Perhaps the most well-known—certainly the most well-publicized—reaction following a disaster is posttraumatic stress disorder (PTSD). This adult-oriented diagnosis has few reactions that are specific to children. As a result, children may be underrepresented in having this disorder.
For example, an investigation of children’s reactions to Hurricane Andrew found PTSD symptoms 44 months after the hurricane in 40% of the children studied, with re-experiencing, hyperarousal, and avoidance or psychic numbing symptoms the most prominent ones.
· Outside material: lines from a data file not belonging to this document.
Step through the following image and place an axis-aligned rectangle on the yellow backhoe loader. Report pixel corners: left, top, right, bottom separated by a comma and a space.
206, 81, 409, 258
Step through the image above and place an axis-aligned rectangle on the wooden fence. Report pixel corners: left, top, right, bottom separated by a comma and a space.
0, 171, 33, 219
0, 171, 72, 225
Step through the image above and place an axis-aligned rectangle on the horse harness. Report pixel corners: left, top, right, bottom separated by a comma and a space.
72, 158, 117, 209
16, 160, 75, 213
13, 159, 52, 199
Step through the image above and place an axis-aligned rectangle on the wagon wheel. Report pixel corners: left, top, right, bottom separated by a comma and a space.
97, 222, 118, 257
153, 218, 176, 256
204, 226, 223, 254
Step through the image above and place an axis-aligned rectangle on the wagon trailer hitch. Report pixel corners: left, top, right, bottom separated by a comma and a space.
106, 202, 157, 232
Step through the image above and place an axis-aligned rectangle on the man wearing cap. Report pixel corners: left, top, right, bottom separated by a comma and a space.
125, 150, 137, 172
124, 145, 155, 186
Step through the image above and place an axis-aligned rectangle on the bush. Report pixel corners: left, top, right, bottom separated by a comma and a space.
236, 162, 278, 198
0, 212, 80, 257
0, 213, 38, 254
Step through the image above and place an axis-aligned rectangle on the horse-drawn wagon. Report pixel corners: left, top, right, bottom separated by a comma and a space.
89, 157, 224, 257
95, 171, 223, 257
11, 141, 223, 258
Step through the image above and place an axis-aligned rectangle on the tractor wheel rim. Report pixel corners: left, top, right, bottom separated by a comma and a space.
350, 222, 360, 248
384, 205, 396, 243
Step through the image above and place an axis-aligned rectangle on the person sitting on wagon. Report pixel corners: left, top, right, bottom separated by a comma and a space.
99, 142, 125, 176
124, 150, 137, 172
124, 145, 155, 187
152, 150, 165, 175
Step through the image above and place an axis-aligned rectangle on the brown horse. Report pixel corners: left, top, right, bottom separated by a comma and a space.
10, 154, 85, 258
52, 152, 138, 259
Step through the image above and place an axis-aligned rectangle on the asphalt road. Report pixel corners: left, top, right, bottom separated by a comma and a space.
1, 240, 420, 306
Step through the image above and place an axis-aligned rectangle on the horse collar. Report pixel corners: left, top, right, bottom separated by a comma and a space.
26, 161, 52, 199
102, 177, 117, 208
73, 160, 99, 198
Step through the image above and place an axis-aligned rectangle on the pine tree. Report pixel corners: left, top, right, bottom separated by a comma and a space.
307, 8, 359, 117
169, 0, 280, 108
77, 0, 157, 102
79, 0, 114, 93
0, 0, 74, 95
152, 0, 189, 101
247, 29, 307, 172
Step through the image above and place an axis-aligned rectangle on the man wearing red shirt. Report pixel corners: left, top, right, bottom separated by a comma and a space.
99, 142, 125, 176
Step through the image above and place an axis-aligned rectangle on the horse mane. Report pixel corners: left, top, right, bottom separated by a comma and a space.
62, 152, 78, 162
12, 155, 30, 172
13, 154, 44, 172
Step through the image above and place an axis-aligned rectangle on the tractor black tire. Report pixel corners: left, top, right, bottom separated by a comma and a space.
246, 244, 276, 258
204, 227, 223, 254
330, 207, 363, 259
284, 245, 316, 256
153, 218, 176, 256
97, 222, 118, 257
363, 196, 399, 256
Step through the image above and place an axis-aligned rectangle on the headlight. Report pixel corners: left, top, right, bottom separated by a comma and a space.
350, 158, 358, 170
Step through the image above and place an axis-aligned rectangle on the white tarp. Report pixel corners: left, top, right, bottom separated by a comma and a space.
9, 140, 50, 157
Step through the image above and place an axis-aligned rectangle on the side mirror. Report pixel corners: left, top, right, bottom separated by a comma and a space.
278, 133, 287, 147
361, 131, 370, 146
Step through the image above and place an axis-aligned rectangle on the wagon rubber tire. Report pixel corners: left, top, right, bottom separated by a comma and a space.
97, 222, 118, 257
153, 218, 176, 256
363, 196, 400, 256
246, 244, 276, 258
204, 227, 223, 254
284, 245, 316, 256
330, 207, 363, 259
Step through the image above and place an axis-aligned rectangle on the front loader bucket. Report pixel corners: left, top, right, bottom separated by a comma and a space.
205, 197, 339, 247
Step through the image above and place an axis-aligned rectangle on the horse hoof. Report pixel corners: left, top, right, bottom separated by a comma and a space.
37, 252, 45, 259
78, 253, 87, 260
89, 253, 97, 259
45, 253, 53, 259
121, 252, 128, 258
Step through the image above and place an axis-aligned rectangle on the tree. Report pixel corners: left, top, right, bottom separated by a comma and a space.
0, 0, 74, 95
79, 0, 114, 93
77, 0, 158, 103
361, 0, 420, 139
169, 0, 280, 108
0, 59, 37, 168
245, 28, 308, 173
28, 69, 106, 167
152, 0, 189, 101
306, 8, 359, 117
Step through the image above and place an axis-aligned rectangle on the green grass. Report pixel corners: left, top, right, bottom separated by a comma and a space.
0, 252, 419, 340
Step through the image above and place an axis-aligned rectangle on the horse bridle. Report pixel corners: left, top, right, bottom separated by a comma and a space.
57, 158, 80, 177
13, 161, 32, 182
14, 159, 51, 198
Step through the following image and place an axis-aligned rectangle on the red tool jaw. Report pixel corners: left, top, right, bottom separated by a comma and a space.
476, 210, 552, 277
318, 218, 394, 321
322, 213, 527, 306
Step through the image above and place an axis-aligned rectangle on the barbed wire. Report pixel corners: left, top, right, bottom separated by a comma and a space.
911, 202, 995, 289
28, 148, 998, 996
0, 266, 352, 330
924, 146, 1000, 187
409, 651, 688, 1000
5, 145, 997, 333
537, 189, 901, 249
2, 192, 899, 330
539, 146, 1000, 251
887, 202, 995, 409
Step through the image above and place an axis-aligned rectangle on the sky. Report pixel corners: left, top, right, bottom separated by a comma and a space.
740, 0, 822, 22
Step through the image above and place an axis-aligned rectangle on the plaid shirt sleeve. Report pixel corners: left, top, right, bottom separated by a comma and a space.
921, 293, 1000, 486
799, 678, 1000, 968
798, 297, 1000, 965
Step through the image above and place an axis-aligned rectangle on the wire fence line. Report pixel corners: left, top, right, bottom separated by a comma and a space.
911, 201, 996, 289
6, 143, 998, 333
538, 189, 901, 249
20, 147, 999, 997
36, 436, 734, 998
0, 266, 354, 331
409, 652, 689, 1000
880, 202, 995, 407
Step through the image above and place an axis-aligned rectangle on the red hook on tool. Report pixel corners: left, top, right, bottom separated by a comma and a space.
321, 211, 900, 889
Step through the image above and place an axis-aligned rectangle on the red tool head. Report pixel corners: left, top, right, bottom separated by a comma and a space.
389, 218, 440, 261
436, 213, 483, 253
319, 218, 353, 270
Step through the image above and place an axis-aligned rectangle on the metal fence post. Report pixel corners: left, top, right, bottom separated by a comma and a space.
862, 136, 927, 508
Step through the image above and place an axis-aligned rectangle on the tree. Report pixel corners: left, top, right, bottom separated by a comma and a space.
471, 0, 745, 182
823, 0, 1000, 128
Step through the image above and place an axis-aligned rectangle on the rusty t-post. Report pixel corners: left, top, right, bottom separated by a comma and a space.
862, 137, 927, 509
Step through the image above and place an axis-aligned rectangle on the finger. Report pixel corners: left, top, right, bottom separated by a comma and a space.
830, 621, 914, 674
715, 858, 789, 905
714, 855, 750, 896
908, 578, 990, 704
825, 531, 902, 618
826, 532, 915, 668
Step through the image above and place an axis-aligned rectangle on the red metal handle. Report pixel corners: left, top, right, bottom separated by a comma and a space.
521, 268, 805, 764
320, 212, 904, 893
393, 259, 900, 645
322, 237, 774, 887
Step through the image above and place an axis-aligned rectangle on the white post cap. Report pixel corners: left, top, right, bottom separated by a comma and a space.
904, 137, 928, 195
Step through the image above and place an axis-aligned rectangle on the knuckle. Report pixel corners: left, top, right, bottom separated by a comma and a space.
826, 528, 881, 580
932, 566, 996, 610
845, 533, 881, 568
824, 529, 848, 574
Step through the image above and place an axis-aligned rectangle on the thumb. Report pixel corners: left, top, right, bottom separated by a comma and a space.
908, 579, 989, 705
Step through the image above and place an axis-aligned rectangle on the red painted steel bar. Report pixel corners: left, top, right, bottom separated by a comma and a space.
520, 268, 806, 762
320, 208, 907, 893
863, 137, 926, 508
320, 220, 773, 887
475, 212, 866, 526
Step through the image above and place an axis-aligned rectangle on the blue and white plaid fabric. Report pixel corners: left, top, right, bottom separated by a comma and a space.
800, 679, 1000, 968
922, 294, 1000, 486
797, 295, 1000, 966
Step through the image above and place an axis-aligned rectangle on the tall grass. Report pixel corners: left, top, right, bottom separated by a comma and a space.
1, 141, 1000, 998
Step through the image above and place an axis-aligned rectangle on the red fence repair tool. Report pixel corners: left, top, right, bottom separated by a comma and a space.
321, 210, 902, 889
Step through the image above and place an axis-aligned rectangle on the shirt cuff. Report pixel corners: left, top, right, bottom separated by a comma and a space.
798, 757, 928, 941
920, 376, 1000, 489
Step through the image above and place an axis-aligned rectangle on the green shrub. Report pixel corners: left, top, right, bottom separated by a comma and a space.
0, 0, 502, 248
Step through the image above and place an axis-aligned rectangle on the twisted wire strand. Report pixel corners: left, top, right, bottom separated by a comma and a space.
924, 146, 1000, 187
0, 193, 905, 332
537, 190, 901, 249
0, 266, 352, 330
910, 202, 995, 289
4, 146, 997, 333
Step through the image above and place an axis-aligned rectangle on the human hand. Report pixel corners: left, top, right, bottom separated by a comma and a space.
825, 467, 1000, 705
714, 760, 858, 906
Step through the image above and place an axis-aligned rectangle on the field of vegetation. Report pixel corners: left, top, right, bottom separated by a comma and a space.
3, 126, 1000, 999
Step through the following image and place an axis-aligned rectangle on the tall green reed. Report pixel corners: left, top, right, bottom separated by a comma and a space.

Although PTSD is one disorder that is common after disaster, anxiety disorders, depression, and behavioral problems should also be considered. While a formal diagnosis may be present, it is more likely that symptoms rather than a full diagnosis will exist.
Just as symptoms and pathology may exist, it is also important to focus on strengths. Consider that children have factors that can enhance their ability to bounce back after a disaster. Resilience is this ability to bounce back quickly and effectively after a crisis. This can be enhanced or taught. While many, if not most, children may be resilient in the face of adversity, this does not mean that interventions are not needed. Children may be resilient in one situation but not in others. While any one of the numerous factors—characteristics of the disaster, dimensions of risk and resiliency, the child’s developmental level, and so on—can provide the basis for predicting how a particular child may respond to a particular disaster, the best predictions take into account as many factors as possible.
A full discussion of interventions with children in the aftermath of disaster is beyond the scope of this entry. The appropriateness of individual interventions will depend on how long it has been since the disaster occurred. Consider a mental health triage assessment to determine the need for various levels of intervention. A promising model for this is PsySTART, which helps determine need for as well as allocation of mental health resources following a disaster. In the immediate aftermath of a disaster, Psychological First Aid (PFA) may be useful. There are several models for this, including one sponsored by the American Red Cross and another titled Listen, Protect, and Connect.
Cognitive behavioral treatment approaches to interventions with children after disaster are the most promising for effective outcomes. An intervention for young children after disaster that can be delivered in a group format in various settings is Healing After Trauma Skills. An evidenced-based treatment to be delivered in a school setting to older children who have been exposed to violence or disasters is Cognitive Behavioral Intervention for Trauma in Schools (CBITS). The intervention with the strongest empirical findings for use with children after trauma is Trauma-Focused Cognitive-Behavioral Therapy (TF-CBT). Originally developed for children who have been abused, it has been successful with children who have experienced other traumas, including disasters. If loss is present, TF-CBT has been adapted for this circumstance and it is strongly recommended. A 10-hour free Web-based training in TF-CBT and more information are available at the TF-CBT Web site.
Mental health professionals are instrumental in bringing about overall positive outcomes for children and families after a disaster. To maximize the role of mental health providers, their involvement should begin with all stakeholders in the community in the preparedness phase and continue through the response and recovery phases. Continuous training on this topic is important, as potential events and state-of-the art responses are always changing.